Nobel Prize to Mather and Smoot for CMB Anisotropies
The Nobel Prize in Physics has been awarded to John Mather and George Smoot, for their discovery using the COBE satellite of temperature anisotropies in the cosmic microwave background. (Update: To be more accurate, Mather won the prize for measuring the blackbody spectrum of photons, announced in 1990; Smoot won it for measuring the anisotropies, announced in 1992. Thanks to Ned Wright for pointing out my sloppiness.) These tiny fluctuations in temperature provide a high-precision snapshot of what the universe was like 380,000 years after the Big Bang. They originate in density fluctuations that grow into large-scale structure today, and subsequent careful examination of the properties has revealed a tremendous amount about our universe. It’s a very well-deserved Nobel, which was top on my list of potential cosmology prizes back in May:
The 1992 observation of CMB anisotropies by NASA’s COBE satellite was the first step in a revolution in how cosmology is done, one that has come to dominate a lot of current research. Subsequent measurements by other experiments have obviously led to great improvements in precision, and most importantly extended our understanding of the anisotropies to smaller length scales, but I think the initial finding deserves the Nobel. So to whom should the prize be awarded? On purely scientific grounds, it seems to me that there was an obvious three-way prize that should have been given a while ago, to David Wilkinson, John Mather, and George Smoot. Wilkinson was the grandfather of the project, and was the leading CMB experimentalist for decades. Mather was the Project Manager for the satellite itself (as well as the Principal Investigator for the FIRAS instrument that measured the blackbody spectrum), while Smoot was the PI for the DMR instrument that actually measured the anisotropies. Unfortunately, Wilkinson passed away in 2002. Another complicating factor is that there were various intra-collaboration squabbles, leading to books by both Smoot and Mather that weren’t always completely complimentary toward each other. Still, background noise like that shouldn’t get in the way of great science, and these guys definitely deserve the Nobel.

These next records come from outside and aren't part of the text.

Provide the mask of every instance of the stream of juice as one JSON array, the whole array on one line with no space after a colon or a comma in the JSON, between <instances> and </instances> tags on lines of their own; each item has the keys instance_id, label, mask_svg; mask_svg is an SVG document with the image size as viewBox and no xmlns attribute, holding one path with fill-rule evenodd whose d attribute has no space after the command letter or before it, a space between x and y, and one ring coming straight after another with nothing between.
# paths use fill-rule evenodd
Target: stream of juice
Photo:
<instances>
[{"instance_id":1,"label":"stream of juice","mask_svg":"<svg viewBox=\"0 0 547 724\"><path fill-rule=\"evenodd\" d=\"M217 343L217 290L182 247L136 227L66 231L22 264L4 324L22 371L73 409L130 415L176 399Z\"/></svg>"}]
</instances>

When the results were announced in 1992, I was a fourth-year graduate student at the Center for Astrophysics at Harvard. Somehow, despite great attempts at secrecy, Bill Press had received a leak about the upcoming announcement, and had told some of us at CfA. The next day I went to the Physics colloquium and was the first to spread the news to some of the famous physicists chatting in the tea room, like Sidney Coleman and Roman Jackiw. My first feeling of being a cosmology insider.
It was a funny discovery, in the sense that most everyone expected that it would come (COBE was designed to do exactly this), and nevertheless ended up revolutionizing the field. The simplest measure of this was the arrival of an entire generation of smart young theoretical cosmologists who got their Ph.D.’s in the 1990′s working on the implications of the CMB anisotropies. Whenever we learn alot about the universe, of course, we also start ruling out interesting ideas; these days, nobody proposing a new cosmological scenario will be taken seriously unless their model is compatible with the microwave background.
Congratulations to John and George for ushering in the Golden Age of Cosmology!